Hello all and welcome to the challenging world of black and white photography. Everything should be simpler when processing B&W images, right? After all, everything exists in shades of gray, doesn’t it?
In this tutorial I describe color toning of a black and white image using tools available within Photoshop CS3. All you need to follow along with this tutorial is a black and white image, your CS3 software, and some quirky ideas.
The first thing you do is convert one of your color images (select one of your favorites) into a black and white image. There are many ways to do this, however, for this tutorial you simply use a black and white adjustment layer. Select the New Adjustment Layer icon in the bottom of your Layers Palette. Choose Black & White. Then click OK at the New Layer dialog. Presto, the black and white adjustment layer tool converts your color image to a gray scale image and you now have a black and white image.

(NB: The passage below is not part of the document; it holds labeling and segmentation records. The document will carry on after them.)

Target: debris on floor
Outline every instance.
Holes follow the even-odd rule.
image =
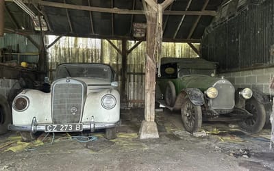
[[[203,130],[199,132],[194,132],[192,133],[192,135],[195,137],[206,137],[208,135],[208,133],[204,130]]]
[[[229,155],[234,156],[236,158],[238,158],[239,157],[249,158],[251,156],[249,149],[239,149],[235,151],[230,151]]]

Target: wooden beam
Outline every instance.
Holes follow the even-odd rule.
[[[4,35],[4,25],[5,25],[5,1],[0,1],[0,36]]]
[[[191,47],[191,49],[199,56],[201,57],[201,53],[192,44],[192,43],[188,43],[188,45]]]
[[[208,4],[208,2],[210,1],[210,0],[206,0],[205,3],[203,4],[202,8],[201,8],[201,11],[206,10],[206,6]],[[190,38],[191,36],[192,36],[194,31],[195,30],[197,26],[198,25],[199,22],[200,21],[201,16],[199,16],[198,18],[196,19],[195,23],[194,23],[194,25],[192,25],[192,27],[190,29],[190,31],[188,34],[188,39]]]
[[[136,0],[133,0],[133,3],[132,3],[132,10],[135,10],[135,4],[136,4]],[[133,21],[134,19],[134,15],[132,14],[132,19],[130,21],[130,27],[129,27],[129,35],[132,35],[132,25],[133,25]]]
[[[149,0],[147,0],[150,1]],[[119,14],[137,14],[142,15],[145,14],[142,10],[131,10],[128,9],[120,9],[118,8],[108,8],[101,7],[90,7],[84,5],[77,5],[68,3],[55,3],[45,1],[42,0],[38,0],[38,3],[44,6],[50,6],[55,8],[61,8],[72,10],[84,10],[84,11],[93,11],[105,13],[114,13]],[[165,11],[164,12],[164,15],[206,15],[206,16],[216,16],[216,11]]]
[[[153,11],[158,10],[158,4],[153,0],[145,0],[145,1],[149,5],[149,8],[152,9]]]
[[[90,6],[90,0],[88,0],[88,6]],[[91,28],[91,33],[95,34],[94,28],[93,28],[93,20],[92,20],[92,14],[91,14],[91,11],[89,11],[90,15],[90,28]]]
[[[29,35],[24,35],[38,49],[40,49],[40,46]]]
[[[10,18],[10,21],[12,22],[12,24],[14,25],[15,28],[19,29],[20,26],[17,23],[16,21],[15,20],[14,16],[10,12],[10,10],[8,8],[8,6],[5,5],[5,10],[7,12],[6,14],[8,15],[9,18]]]
[[[188,1],[188,5],[186,5],[186,10],[185,10],[186,11],[188,10],[188,8],[190,6],[190,4],[191,4],[192,1],[192,0],[189,0]],[[173,38],[176,38],[177,34],[178,34],[178,31],[179,31],[179,29],[181,28],[182,24],[183,23],[185,18],[186,18],[186,15],[183,15],[182,16],[180,23],[179,23],[178,27],[177,27],[176,31],[174,33]]]
[[[66,0],[64,0],[64,4],[66,4]],[[69,16],[68,11],[67,8],[66,8],[66,18],[68,19],[68,25],[69,25],[69,28],[71,29],[71,32],[73,33],[73,25],[71,25],[71,17]]]
[[[116,47],[115,46],[115,44],[114,44],[113,42],[112,42],[110,41],[110,40],[107,39],[107,41],[110,44],[110,45],[112,46],[112,47],[114,47],[114,48],[117,51],[117,52],[118,52],[119,53],[120,53],[120,55],[123,55],[122,51],[121,51],[118,47]]]
[[[53,31],[53,29],[52,29],[51,23],[49,23],[49,17],[48,17],[47,14],[46,14],[46,12],[45,12],[44,10],[42,10],[41,13],[43,15],[45,21],[47,23],[47,27],[48,27],[49,30],[50,30],[51,31]]]
[[[122,40],[122,72],[121,72],[121,90],[122,96],[121,99],[123,101],[126,101],[127,100],[127,95],[126,91],[126,84],[127,84],[127,40]]]
[[[171,3],[171,5],[169,5],[169,11],[171,11],[172,9],[172,6],[173,5],[173,3]],[[164,34],[164,31],[166,31],[167,23],[169,22],[169,15],[167,15],[166,21],[164,21],[164,26],[163,26],[163,35]]]
[[[138,47],[138,45],[139,45],[140,43],[142,42],[142,41],[138,41],[138,42],[136,42],[129,50],[127,51],[127,54],[129,54],[133,50],[134,50],[135,48],[136,48]]]
[[[114,7],[114,1],[111,0],[111,8],[113,8]],[[112,13],[112,36],[114,35],[114,14]]]
[[[49,44],[49,45],[47,46],[47,49],[49,49],[50,47],[51,47],[53,45],[54,45],[54,44],[55,44],[57,42],[57,41],[58,41],[60,38],[62,38],[63,36],[58,36],[57,38],[55,38],[55,40],[54,40],[53,42],[52,42],[51,44]]]
[[[162,8],[163,10],[166,10],[166,8],[173,3],[174,0],[165,0],[161,3]]]

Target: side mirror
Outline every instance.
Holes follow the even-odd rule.
[[[117,81],[112,82],[110,85],[111,85],[112,87],[117,88],[117,87],[118,87],[118,82],[117,82]]]
[[[49,78],[48,77],[45,77],[44,83],[49,83]]]

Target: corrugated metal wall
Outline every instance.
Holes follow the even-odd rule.
[[[39,35],[31,35],[31,38],[39,44],[41,41]],[[38,53],[38,49],[25,36],[15,34],[5,34],[0,38],[0,49],[5,48],[8,51],[14,53]],[[14,55],[14,60],[17,60],[17,55]],[[23,60],[29,63],[37,63],[38,55],[23,55]]]
[[[219,62],[223,71],[273,65],[273,3],[269,0],[250,5],[217,27],[209,27],[202,40],[203,58]]]
[[[48,36],[49,44],[54,37]],[[122,42],[111,40],[119,49]],[[131,49],[135,42],[128,41],[127,49]],[[197,49],[199,44],[194,44]],[[143,42],[127,56],[126,90],[121,90],[122,56],[105,40],[64,37],[49,49],[49,69],[50,78],[58,64],[64,62],[95,62],[110,64],[116,71],[119,81],[119,90],[125,91],[128,107],[142,107],[145,100],[145,67],[146,42]],[[162,44],[162,56],[177,57],[196,57],[197,55],[184,43],[165,43]],[[134,103],[138,101],[138,103]]]

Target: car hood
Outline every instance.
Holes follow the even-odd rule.
[[[82,81],[86,83],[88,86],[110,86],[111,82],[108,80],[99,79],[99,78],[83,78],[83,77],[77,77],[73,78],[79,81]]]
[[[184,88],[196,88],[201,91],[212,87],[215,83],[220,80],[225,81],[227,83],[228,81],[223,78],[212,77],[207,75],[187,75],[180,78],[180,82]]]

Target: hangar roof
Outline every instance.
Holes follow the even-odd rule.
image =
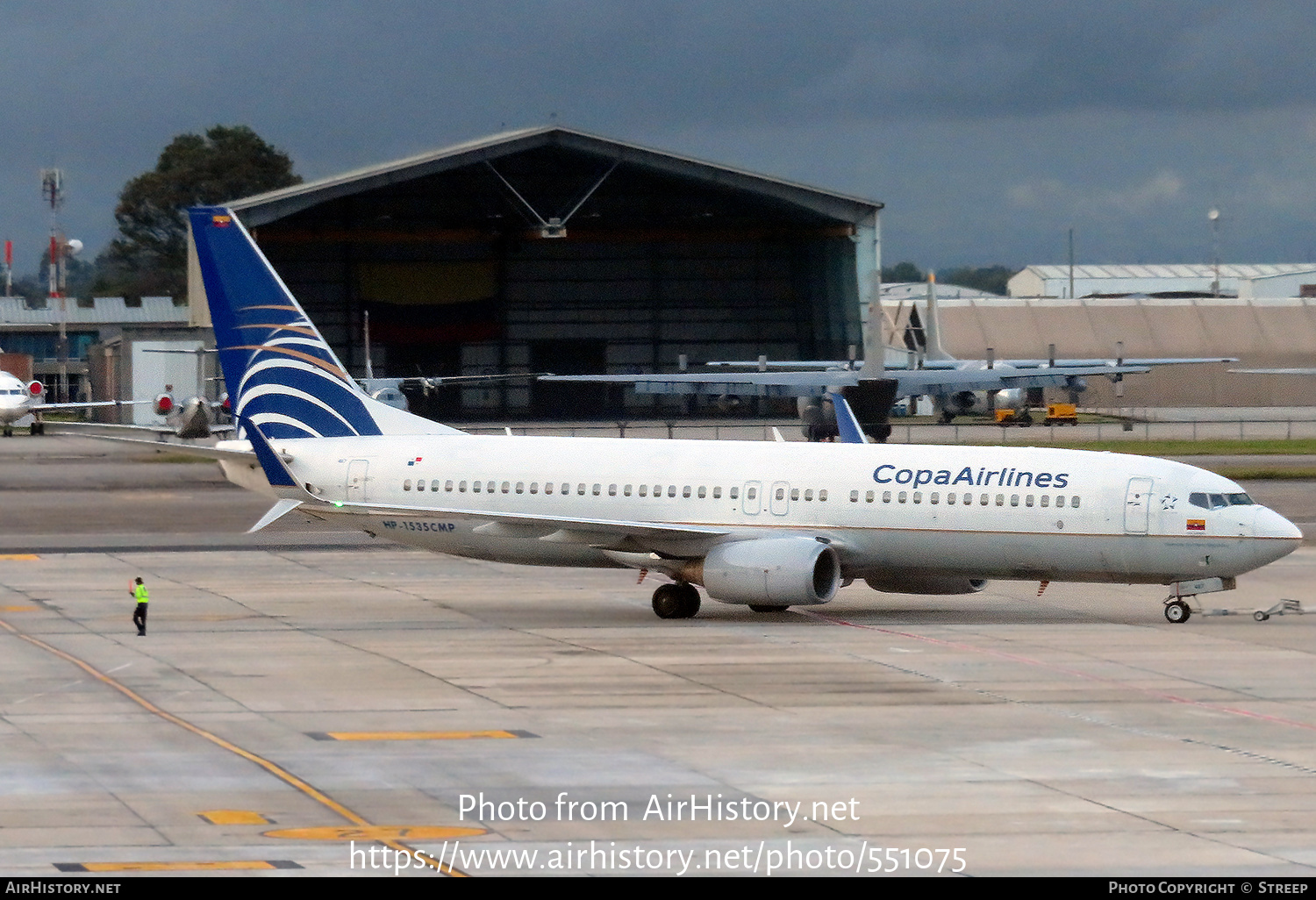
[[[675,175],[697,183],[757,193],[846,222],[858,224],[883,207],[883,204],[875,200],[821,191],[769,175],[758,175],[740,168],[703,162],[665,150],[641,147],[634,143],[625,143],[561,126],[525,128],[492,134],[441,150],[422,153],[416,157],[367,166],[350,172],[342,172],[341,175],[258,193],[234,200],[228,205],[241,212],[242,220],[249,226],[255,228],[328,200],[480,162],[500,159],[542,146],[563,147],[596,155],[601,159],[633,163],[641,168]]]

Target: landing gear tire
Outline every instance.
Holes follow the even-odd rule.
[[[659,584],[653,607],[658,618],[692,618],[699,612],[699,588],[686,582]]]
[[[1190,616],[1192,616],[1192,611],[1183,600],[1175,600],[1174,603],[1165,604],[1165,621],[1173,625],[1180,625],[1188,621]]]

The reason I prefer this method, as opposed to simply changing your Image Mode to gray scale (a common way of converting to black and white) is that by using the Adjustment Layer you are able to adjust each color channel individually. This allows you to adjust different sections of the image separately to your personal liking. For instance, on my shot of the remains of a shipwreck, I wanted to darken the sky. To do this I selected Layer>New Adjustment Layer>Black & White. After clicking OK, when the slider dialog opened, I simply moved my cursor inside the image and using the eye dropper tool on the sky, dragged my cursor to the left.
Once you have your black and white image adjusted, you are ready to perform the color toning process. To do this, open a new curves adjustment layer by clicking on Layers>New Adjustment Layer>Curves.
There’s a reason here for opening the new adjustment layer using your tool bar, rather than using the Adjustment Layer icon in your Layers Palette. By using the tool bar you are able to choose your blending mode. Under the Mode drop-down menu, choose Color.
After clicking OK to create the new layer, the Curves Adjustment Panel will be opened. Select each color channel individually from the RGB drop down menu.
This is where your personal preferences kick in. At this point, ask yourself questions like, ‘What mood am I looking for?’ ‘Is there a particular darkroom toning method I am trying to reproduce?’ or even, ‘I wonder if I can recreate the colors from my old college tie-dye t-shirt?’ These questions will help you choose which colors to increase and which ones to leave alone or maybe even decrease.
For example, for my shipwreck shot, I was going for a vintage look, almost like the sepia toned prints of the days of yore. To accomplish this look, I first grabbed my red channel curve – by the way, I recommend grabbing right in the middle – and pulled up.
Keep in mind that this is all by ‘feel’ at this point. Let me point out, however, that the image will appear a bit wacky until you have adjusted each color channel. After I boosted the red quite a bit, I moved on to the green channel. I pushed the green channel up a bit as well, though not as much as the red. Finally, I moved on to the blue channel. In this channel I grabbed the middle of the curve once again. This time, however, I pulled it down a bit.
It is at this point you begin to get the feel of how your image will look. Once you have created a look you like you can then go back through each layer and tweak as necessary.
After tweaking, and a bit of fun pushing each channel to the max, you will have your finished a toned black and white image.
Don’t forget, sepia is just one option. I have also included a shot where I used the opposite effect, toning it more blue than red. This feeling has a much more dramatic look, focusing your eye on the texture and detail of the scene. Remember, there are no rules here. If you want to tone an image green – then go for it! Gold? Sure, why not! It’s up to you from here gang. Good luck and happy toning.